Ervan terkekeh. Dia dan Jeriko sudah saling mengenal sejak kuliah. Bisa dibilang keduanya teman satu tongkrongan, tapi beda jurusan. Setelah mendapatkan gelar sarjana, mereka sempat berpisah. Jeriko memilih melanjutkan pendidikan di Singapura sambil bekerja, sedangkan Ervan melesat ke Eropa dan fokus membangun bisnis kecil-kecilan. Setelah sama-sama 'kenyang' menelan ilmu di negeri orang, mereka kembali dan dipertemukan dalam lingkup yang tidak jauh-jauh dari bisnis. Sejauh ini, hanya Jeriko yang paling tahan dengan sistem kerja dan sifatnya—yang kata orang—lumayan gila. Terhitung sudah lebih dari delapan tahun Jeriko berperan sebagai asisten pribadi, sementara Diana baru dua tahun bekerja dengannya sebagai sekertaris.

"Btw, gue harus ngapain aja hari ini?"

"Tobat."

"Sialan!"

"Apa susahnya, sih, buka email dan ngecek sendiri?" gerutu Jeriko, tak urung jemarinya menggulir layar iPad. Dia sempat berdeham dan membenarkan letak kacamata yang membingkai mata sipitnya, sebelum berkata, "Nih ... lo buka kuping lebar-lebar supaya nggak nanya-nanya lagi. Males gue buang-buang waktu."
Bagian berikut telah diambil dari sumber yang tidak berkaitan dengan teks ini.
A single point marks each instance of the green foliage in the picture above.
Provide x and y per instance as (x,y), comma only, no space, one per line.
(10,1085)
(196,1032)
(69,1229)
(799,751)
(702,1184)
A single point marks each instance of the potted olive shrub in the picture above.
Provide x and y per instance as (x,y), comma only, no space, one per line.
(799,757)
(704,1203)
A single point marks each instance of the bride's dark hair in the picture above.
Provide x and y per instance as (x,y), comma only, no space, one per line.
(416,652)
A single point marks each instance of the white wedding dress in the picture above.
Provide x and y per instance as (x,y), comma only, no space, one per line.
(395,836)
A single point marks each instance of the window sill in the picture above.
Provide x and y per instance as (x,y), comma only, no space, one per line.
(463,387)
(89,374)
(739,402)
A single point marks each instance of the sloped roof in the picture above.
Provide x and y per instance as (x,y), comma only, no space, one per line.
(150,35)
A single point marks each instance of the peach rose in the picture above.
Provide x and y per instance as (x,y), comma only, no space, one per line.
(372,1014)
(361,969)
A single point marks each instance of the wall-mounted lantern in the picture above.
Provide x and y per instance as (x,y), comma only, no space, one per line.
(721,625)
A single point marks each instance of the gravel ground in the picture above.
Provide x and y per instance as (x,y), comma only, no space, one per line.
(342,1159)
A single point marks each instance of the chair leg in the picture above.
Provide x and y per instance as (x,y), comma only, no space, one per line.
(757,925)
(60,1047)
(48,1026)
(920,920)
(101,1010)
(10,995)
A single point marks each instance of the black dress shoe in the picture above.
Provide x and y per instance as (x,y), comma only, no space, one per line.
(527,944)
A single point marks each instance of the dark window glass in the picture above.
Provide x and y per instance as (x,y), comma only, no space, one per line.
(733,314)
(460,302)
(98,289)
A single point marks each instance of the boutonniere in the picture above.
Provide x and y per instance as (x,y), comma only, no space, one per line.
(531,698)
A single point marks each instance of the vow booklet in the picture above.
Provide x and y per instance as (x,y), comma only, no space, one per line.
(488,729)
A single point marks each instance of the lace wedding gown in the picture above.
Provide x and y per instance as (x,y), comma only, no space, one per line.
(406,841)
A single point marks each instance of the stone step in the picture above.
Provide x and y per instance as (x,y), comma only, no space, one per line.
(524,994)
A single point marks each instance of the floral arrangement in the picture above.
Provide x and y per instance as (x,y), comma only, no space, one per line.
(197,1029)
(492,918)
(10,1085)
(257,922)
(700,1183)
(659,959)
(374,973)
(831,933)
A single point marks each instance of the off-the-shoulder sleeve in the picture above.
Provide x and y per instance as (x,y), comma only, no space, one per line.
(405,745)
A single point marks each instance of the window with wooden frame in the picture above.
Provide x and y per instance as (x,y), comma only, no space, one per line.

"Gue ketemu sama Pak Yudana abis dari Bogor apa gimana?" tanya Ervan setelah mendengar rincian singkatnya.

"Ketemu di Bogor. Dari pihak Pak Yudana udah reservasi restoran di sana. Jamnya pas makan siang. Karena sore lo perlu jenguk Om Brata, dari jam tiga sampai jam pulang kantor jadwal lo gue kosongin. Soal oleh-oleh udah disiapin. Entar lo tinggal pergi aja abis dari Bogor."

"Mantap! Lo emang paling ngerti gue. Andai lo cewek udah gue nikahin dari lama. Hahaha ...."

Bertepatan dengan Jeriko yang menampilkan ekspresi ingin muntah, pintu lift terbuka. Mereka berjalan beriringan keluar. Pukul delapan kurang lima belas menit, lantai 35 masih sedikit legang, cenderung hening. Aroma pembersih lantai bahkan masih menguar tajam, bersaing dengan pengharum ruangan. Seperti belum ada tanda aktivitas para pekerja. Ervan sengaja datang lebih awal karena perlu memeriksa beberapa hal sebelum pergi ke Bogor. Mengejar waktu daripada keteteran sendiri.

Pria dengan tas ransel di punggung itu sedang membetulkan letak jam tangan saat Jeriko berujar, "Gue serius soal emak lo yang nyariin lo belakangan ini. Lo jangan jadi anak durhaka yang doyan menghindar melulu, gue yang ngerasa bersalah terus-terusan bohongin itu emak-emak satu."

"Iya, iya."

"Jangan iya, iya aja, bego! Gue serius! Sama satu lagi, kurang-kurangin intensitas lo ngomelin orang. Mulut lo udah kelewat sampah belakangan ini. Entar kalo sumpah mereka jadi kenyataan nyaho lo!"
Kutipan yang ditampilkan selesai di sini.